La rémunération de l’agriculteur est « encore à affiner ». « Tout dépendra des coûts d’exploitation, c’est ce qu’il reste encore à étudier », poursuit le président de Sublime Énergie. Pour cela, un démonstrateur sera installé en 2025 sur l’exploitation de méthanisation Gazéa dans les Côtes-d’Armor, d’où le gaz sera transféré vers une station-service adaptée, à Châtelaudren-Plouagat.

« Des solutions locales, c’est l’avenir »

Alain Guillaume, éleveur fondateur en 2009 de Gazéa et pionnier de la méthanisation – il est le premier en France à arriver à la fin de son contrat de cogénération de 15 ans avec EDF – se réjouit. « La cogénération était la seule solution à mon époque. Sa valorisation n’est aujourd’hui pas satisfaisante à mes yeux. Il y a une mutation qui se fera vers la liquéfaction », pronostique-t-il.

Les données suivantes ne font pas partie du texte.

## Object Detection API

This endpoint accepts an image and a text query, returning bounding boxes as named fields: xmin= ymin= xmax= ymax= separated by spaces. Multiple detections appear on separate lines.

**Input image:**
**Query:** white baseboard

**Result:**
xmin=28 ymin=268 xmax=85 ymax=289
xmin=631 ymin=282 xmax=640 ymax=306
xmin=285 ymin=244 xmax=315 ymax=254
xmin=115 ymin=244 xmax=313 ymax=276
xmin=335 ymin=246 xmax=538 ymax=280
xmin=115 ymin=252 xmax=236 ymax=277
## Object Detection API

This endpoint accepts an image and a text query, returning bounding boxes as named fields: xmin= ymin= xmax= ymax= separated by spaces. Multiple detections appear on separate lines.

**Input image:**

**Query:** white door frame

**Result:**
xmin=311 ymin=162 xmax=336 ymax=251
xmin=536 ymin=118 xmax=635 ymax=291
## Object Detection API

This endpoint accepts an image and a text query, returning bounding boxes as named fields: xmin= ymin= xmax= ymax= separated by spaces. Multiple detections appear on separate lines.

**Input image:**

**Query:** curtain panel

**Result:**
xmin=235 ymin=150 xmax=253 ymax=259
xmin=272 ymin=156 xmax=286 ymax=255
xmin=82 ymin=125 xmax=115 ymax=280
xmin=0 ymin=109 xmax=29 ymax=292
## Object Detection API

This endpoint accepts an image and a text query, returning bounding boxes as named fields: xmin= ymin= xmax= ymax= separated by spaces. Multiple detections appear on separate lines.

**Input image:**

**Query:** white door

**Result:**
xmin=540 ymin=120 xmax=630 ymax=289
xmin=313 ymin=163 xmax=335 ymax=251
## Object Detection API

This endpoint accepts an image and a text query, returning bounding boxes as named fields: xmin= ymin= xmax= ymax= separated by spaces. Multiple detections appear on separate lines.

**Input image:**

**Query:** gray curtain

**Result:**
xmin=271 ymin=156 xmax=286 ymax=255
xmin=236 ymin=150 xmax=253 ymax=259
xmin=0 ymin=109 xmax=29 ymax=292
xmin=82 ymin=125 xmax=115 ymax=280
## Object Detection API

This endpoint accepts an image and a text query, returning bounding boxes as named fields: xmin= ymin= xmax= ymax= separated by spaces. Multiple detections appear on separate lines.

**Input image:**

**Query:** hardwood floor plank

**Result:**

Son méthaniseur ingère jusqu’à 13 000 tonnes d’effluents par an. « Des solutions locales, c’est l’avenir. Il y a parfois jusqu’à 15 jours avant le transfert vers le méthaniseur des matières, qui perdent alors 50 % de leur pouvoir méthanogène, analyse-t-il. Au niveau financier, cela consolide une exploitation. Et aussi, avantage non négligeable de nos jours, le digestat de méthaniseur n’a pas d’odeur à l’épandage ! »

La commercialisation est prévue par Sublime Énergie pour la fin d’année 2026.